Chateau Giscours 2014 
92-93 Pts, James Suckling 

12x75cl – £310 EP

‘Time to fall back in love with this great Margaux property.’ – Neal Martin

Chateau Giscours is one of the best priced gems among the Grand Cru wines of Bordeaux. Giscours is classified as a Third Growth, along with Chateau Palmer, D’Issan and Kirwan. The Estate’s global cachet is soaring, following its incredible 2015 vintage. In fact, Giscours has experienced superb qualitative improvements in recent years, yet since 2014, their star has begun an exciting ascendancy, resulting in Neal Martin stating it is ‘Time to fall back in love with this great Margaux property.’ The 2014 has been awarded 95 points from the Wine Enthusiast, 92-93 from James Suckling and 89-91 from Neal Martin. That puts it on par with the 2009 which trades at £495 per case of 12. The 2014 is offered today for £310 per case of 12 bottles, an incredible £26 per bottle, for a Grand Cru of this distinction, that is an utterly superb price and a large discount to equivalent scoring vintages.
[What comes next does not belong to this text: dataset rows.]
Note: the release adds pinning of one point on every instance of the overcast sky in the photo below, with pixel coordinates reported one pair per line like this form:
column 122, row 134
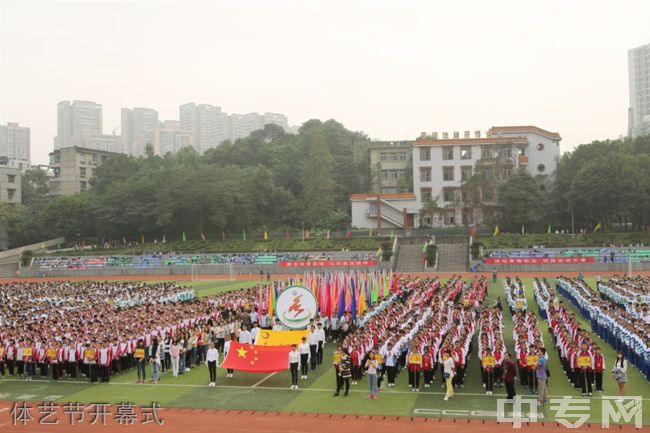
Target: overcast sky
column 389, row 68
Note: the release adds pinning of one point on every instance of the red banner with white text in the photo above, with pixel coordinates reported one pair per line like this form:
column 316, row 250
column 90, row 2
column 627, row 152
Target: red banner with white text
column 538, row 260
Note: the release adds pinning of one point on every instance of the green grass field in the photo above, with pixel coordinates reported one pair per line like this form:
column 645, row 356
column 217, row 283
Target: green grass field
column 271, row 392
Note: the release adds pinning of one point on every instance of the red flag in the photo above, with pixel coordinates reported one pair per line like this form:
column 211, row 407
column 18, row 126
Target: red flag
column 257, row 359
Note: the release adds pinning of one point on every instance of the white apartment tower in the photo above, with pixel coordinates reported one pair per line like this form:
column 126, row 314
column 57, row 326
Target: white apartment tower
column 15, row 145
column 138, row 125
column 639, row 77
column 76, row 118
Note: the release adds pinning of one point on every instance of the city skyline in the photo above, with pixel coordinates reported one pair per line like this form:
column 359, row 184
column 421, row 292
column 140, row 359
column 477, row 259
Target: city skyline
column 392, row 75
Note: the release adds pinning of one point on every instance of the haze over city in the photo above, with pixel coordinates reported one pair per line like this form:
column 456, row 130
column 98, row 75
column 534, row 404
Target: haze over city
column 390, row 69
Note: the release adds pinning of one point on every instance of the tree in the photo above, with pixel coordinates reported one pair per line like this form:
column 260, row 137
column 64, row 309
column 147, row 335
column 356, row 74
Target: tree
column 521, row 198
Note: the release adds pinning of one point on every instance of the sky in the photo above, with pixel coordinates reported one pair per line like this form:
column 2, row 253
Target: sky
column 391, row 69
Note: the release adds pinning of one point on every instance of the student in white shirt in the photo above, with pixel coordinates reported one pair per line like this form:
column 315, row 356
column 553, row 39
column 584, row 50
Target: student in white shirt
column 294, row 361
column 245, row 336
column 211, row 359
column 303, row 350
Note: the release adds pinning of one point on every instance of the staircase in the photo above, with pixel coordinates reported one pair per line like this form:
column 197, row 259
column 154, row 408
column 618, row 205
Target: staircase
column 409, row 255
column 453, row 257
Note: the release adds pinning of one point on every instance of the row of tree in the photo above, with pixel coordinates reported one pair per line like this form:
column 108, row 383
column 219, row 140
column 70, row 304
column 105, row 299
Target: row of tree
column 270, row 179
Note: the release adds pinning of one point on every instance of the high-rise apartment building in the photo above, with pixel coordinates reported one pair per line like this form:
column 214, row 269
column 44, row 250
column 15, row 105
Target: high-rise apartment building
column 639, row 77
column 138, row 126
column 15, row 145
column 76, row 118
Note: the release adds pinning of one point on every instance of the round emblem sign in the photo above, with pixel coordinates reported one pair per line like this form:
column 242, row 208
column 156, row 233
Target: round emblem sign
column 295, row 307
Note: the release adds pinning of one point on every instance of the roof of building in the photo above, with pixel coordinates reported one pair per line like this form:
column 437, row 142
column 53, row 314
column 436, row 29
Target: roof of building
column 469, row 141
column 528, row 128
column 394, row 196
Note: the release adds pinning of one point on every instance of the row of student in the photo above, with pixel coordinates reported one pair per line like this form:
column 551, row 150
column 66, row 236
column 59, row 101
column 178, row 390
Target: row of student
column 623, row 331
column 415, row 334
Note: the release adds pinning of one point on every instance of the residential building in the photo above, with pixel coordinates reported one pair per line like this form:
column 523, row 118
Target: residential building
column 639, row 82
column 391, row 167
column 442, row 165
column 73, row 167
column 384, row 211
column 10, row 184
column 76, row 118
column 15, row 145
column 168, row 138
column 203, row 122
column 138, row 125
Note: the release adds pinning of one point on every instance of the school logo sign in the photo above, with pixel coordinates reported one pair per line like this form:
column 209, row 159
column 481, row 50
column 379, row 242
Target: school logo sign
column 295, row 307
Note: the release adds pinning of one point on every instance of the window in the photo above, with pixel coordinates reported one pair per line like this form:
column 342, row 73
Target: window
column 448, row 173
column 425, row 174
column 468, row 216
column 487, row 173
column 448, row 194
column 449, row 217
column 488, row 194
column 465, row 172
column 425, row 193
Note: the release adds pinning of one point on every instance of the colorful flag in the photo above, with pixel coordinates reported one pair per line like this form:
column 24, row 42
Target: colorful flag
column 256, row 359
column 267, row 337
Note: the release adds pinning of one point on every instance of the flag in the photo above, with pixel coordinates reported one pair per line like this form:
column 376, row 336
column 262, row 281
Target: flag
column 256, row 359
column 279, row 338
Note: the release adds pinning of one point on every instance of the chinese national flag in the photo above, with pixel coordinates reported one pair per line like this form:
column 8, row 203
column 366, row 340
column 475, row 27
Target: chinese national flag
column 257, row 359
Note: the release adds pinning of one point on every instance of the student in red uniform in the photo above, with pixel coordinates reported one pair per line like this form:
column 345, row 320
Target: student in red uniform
column 104, row 355
column 585, row 373
column 599, row 367
column 427, row 367
column 413, row 368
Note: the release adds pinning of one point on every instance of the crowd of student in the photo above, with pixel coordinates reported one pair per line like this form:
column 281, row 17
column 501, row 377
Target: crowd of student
column 625, row 332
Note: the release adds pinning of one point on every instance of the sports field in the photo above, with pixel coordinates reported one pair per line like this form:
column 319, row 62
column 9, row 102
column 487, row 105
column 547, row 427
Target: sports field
column 270, row 392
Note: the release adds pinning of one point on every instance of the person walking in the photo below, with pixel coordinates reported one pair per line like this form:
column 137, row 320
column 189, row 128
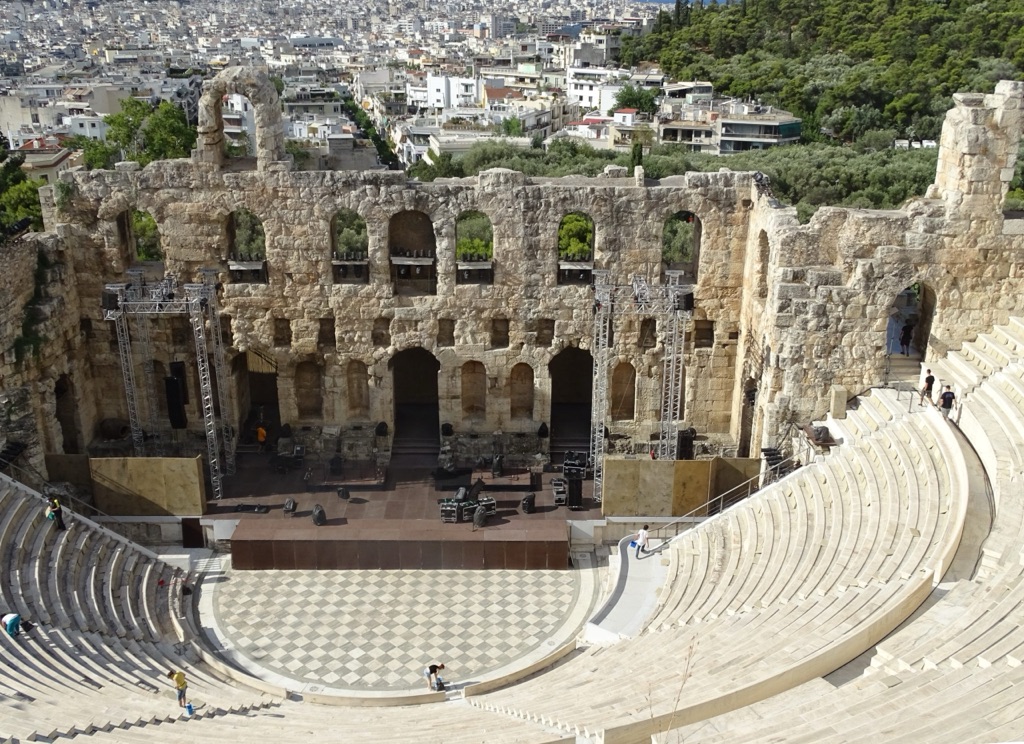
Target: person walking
column 11, row 623
column 946, row 401
column 641, row 539
column 180, row 686
column 54, row 513
column 905, row 337
column 926, row 392
column 430, row 672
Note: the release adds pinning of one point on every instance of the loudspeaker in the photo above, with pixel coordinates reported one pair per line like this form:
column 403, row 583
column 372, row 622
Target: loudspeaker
column 574, row 497
column 175, row 403
column 684, row 444
column 177, row 369
column 109, row 300
column 318, row 516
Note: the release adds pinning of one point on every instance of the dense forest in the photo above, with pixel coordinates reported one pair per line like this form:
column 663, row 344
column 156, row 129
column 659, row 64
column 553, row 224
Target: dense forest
column 847, row 67
column 806, row 176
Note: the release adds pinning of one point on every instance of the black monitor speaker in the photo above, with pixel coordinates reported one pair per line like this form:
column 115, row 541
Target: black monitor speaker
column 177, row 369
column 175, row 403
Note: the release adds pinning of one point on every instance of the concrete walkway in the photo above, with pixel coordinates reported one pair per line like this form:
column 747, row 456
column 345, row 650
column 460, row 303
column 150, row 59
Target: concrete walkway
column 634, row 597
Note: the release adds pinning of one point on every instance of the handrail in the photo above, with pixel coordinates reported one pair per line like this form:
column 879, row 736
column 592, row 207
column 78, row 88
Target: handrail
column 721, row 497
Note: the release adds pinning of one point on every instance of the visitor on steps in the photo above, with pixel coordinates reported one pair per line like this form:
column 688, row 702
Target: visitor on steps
column 946, row 401
column 11, row 623
column 641, row 539
column 430, row 672
column 926, row 392
column 54, row 513
column 180, row 686
column 905, row 337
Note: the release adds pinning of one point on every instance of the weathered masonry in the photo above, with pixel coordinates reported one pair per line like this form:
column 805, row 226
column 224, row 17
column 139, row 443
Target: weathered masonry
column 326, row 327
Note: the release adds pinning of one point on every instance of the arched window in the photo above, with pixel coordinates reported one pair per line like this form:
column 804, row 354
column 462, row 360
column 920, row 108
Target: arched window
column 247, row 241
column 474, row 389
column 681, row 244
column 474, row 249
column 521, row 392
column 624, row 392
column 576, row 249
column 348, row 234
column 146, row 234
column 357, row 379
column 413, row 248
column 309, row 390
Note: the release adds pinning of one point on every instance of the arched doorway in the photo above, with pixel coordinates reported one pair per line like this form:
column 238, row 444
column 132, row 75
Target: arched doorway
column 414, row 379
column 907, row 331
column 67, row 414
column 260, row 389
column 571, row 387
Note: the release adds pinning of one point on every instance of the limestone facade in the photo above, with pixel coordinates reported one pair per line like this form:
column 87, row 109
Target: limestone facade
column 782, row 312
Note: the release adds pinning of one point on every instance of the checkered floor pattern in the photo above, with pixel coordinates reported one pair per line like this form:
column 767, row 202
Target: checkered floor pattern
column 377, row 629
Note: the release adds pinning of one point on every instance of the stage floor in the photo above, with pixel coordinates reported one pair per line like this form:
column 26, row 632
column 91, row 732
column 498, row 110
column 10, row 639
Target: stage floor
column 390, row 525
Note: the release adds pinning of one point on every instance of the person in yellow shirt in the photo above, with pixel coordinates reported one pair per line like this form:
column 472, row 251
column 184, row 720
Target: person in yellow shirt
column 180, row 686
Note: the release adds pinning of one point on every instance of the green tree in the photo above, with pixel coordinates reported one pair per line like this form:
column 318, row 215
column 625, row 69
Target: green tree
column 677, row 239
column 248, row 237
column 576, row 237
column 473, row 236
column 96, row 154
column 636, row 157
column 635, row 96
column 143, row 226
column 512, row 127
column 22, row 201
column 143, row 133
column 350, row 234
column 18, row 194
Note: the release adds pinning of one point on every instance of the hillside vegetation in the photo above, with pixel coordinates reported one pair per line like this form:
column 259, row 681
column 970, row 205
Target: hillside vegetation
column 846, row 66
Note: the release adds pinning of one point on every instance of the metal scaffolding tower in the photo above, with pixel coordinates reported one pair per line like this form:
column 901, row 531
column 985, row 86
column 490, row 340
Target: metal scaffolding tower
column 665, row 304
column 199, row 303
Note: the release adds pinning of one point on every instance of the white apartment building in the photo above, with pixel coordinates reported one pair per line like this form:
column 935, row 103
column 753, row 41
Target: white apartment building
column 594, row 88
column 450, row 92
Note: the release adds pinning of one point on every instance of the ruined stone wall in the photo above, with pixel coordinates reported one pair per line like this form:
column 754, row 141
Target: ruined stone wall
column 782, row 311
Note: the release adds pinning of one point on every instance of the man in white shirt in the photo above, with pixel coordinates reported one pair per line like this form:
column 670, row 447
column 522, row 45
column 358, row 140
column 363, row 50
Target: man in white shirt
column 641, row 540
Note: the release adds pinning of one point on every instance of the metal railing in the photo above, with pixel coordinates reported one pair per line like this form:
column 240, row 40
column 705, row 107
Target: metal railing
column 724, row 500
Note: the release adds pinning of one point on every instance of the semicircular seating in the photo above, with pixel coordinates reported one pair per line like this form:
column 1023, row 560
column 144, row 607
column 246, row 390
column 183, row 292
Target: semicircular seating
column 953, row 672
column 811, row 569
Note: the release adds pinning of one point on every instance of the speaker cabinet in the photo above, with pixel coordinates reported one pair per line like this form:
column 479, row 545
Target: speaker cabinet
column 177, row 369
column 175, row 403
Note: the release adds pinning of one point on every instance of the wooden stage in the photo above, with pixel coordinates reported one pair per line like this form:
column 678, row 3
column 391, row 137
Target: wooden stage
column 390, row 525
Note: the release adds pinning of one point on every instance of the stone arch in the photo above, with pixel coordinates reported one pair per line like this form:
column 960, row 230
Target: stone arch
column 348, row 234
column 255, row 84
column 624, row 392
column 764, row 256
column 681, row 244
column 309, row 390
column 413, row 251
column 576, row 237
column 145, row 236
column 474, row 236
column 474, row 390
column 246, row 236
column 357, row 379
column 910, row 316
column 521, row 391
column 411, row 233
column 647, row 338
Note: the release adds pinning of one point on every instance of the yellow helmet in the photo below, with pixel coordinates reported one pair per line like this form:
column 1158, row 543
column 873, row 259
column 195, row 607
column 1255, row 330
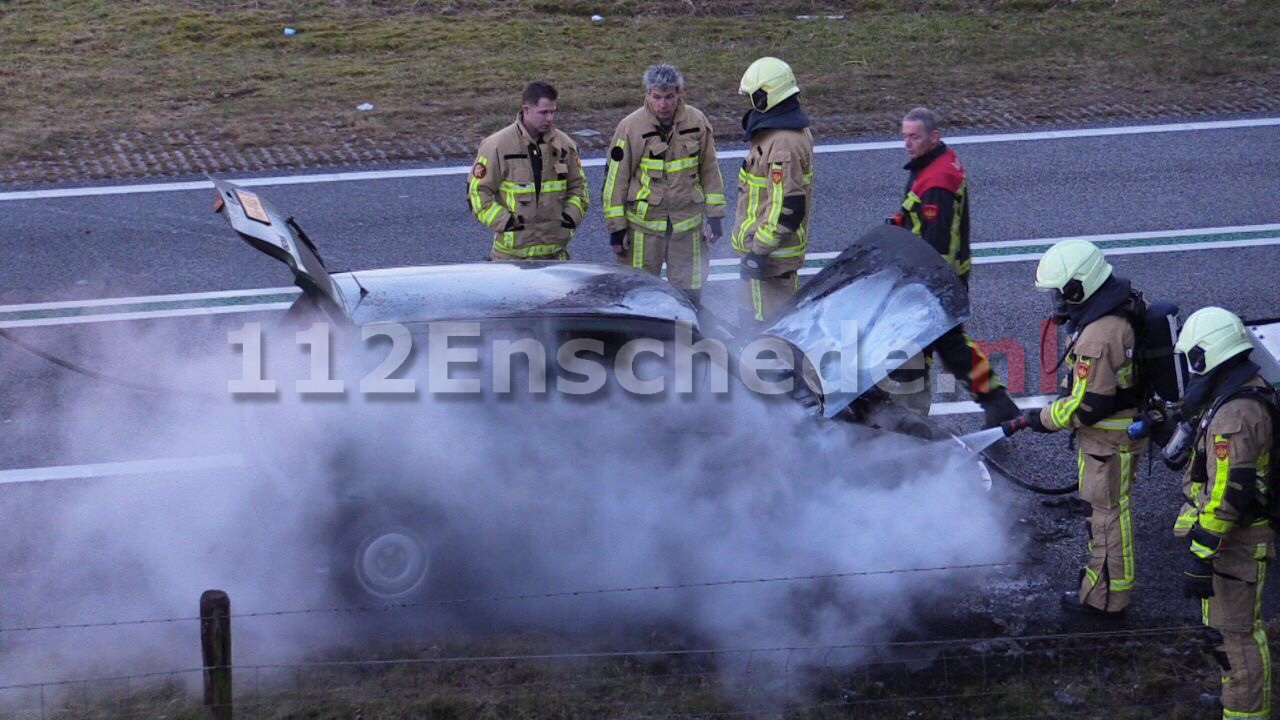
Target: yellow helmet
column 1211, row 337
column 1073, row 267
column 767, row 82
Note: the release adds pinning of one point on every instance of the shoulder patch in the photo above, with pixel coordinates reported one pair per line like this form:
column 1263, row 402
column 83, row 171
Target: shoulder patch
column 1082, row 369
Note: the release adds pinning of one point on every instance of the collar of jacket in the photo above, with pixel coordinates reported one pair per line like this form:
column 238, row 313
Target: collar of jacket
column 1223, row 379
column 923, row 160
column 785, row 115
column 675, row 118
column 1114, row 292
column 528, row 139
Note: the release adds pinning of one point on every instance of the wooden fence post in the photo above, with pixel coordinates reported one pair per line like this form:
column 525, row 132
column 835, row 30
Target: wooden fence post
column 215, row 643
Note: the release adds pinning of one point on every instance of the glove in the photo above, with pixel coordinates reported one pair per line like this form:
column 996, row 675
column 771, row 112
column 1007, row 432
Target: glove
column 717, row 227
column 753, row 265
column 618, row 240
column 1011, row 427
column 1028, row 419
column 1198, row 578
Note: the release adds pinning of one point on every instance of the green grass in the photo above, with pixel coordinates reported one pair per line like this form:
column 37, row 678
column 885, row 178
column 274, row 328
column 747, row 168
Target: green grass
column 85, row 69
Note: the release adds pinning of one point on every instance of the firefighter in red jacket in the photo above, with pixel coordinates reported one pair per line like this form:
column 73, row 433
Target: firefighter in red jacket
column 936, row 206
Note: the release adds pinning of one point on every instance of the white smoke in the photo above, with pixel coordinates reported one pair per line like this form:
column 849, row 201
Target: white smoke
column 758, row 524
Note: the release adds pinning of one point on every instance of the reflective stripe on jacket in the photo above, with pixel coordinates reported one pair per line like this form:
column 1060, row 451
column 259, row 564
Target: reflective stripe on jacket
column 503, row 185
column 654, row 177
column 778, row 165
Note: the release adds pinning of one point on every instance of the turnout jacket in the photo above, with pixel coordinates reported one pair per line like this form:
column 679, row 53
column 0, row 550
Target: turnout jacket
column 936, row 205
column 1100, row 365
column 775, row 197
column 657, row 176
column 524, row 188
column 1221, row 481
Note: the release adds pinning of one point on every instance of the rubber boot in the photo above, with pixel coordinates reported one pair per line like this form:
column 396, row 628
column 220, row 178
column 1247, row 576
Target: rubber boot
column 997, row 408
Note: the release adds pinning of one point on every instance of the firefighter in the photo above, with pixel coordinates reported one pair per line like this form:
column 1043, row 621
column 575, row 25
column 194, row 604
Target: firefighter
column 775, row 190
column 1097, row 400
column 662, row 182
column 1225, row 515
column 936, row 208
column 528, row 183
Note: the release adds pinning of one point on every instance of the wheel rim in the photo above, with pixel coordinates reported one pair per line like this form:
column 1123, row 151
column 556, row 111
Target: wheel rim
column 392, row 564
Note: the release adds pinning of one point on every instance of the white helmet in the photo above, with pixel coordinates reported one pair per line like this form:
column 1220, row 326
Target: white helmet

The rise in Giscours’ excellence should come as no surprise. One of the key features of this Estate is the three magnificent gravel hilltops, deposited by the Garonne at the beginning the Quaternary. The property consists of 90 hectares of vines, spread out over several plots. Of the Grand Vin, Chateau Giscours there is annual production of 25,000 cases. Since the 2015 release there has been a material price change in recent vintages, running from 2015 to 2005, rising on average 12%. Of these vintages, the 2014 is the most undervalued by quality and will be re-tasted this coming spring by Neal Martin. The 2014 has already risen 13% and with the immanent re-score, we can expect further price pressure.

2015 96-97 94-96£390
2014 92-93 89-91£310
2013 90-91 n/a£280
2012 92 90£310
2011 92 88£320
2010 95 91£460
2009 95 94£500
2008 n/a 90£370
2007 91 86£290
2006 n/a 88£330
2005 95 91£370


Giscours is known for displaying violets and rose on the nose, combined with cedar and graphite. The palate is silky, nuanced and supple, with dark berry flavours, tobacco, liquorice and pepper. The 2014 is a superb representation of the Estate’s potential, which Galloni describes as ‘A bold, powerful wine, the 2014 Giscours hits the palate with exotic spices, herbs, tobacco, smoke and game.’ The weak pound continues to inflate wine prices and there will be very little stock at current prices in the market come spring next year, once the wine is re-scored. It will pay to stock up now, after all, with all taxes paid, this superb wine will cost you £33.50 per bottle, a price quality ratio that is very hard to beat.

History of the Estate
The history of Giscours can be traced back to the 14th century and represents a fascinating story. Records show that the first vines were planted in 1552 when the Estate was sold to Pierre de l’Horme, a wealthy Bordeaux draper, who bought a nobleman’s house called “Guyscoutz” and proceeded to turn it into a vast Estate. Following this, there were several owners of the Estate but it wasn’t until the beginning of the 19th Century, when the property was purchased by the Pescatore family, that Giscour’s great era of winemaking truly began. In 1845, the Pescatore family hired Pierre Skawinski to manage their Estate. Skawinski proved to be one of the great agriculturalists of the Médoc and was hugely influential in making Giscours one of the most reputable Third Growths in Bordeaux. Today, the Estate is owned by Dutch businessman Eric Albada Jelgersma, who continues to produce world class wines.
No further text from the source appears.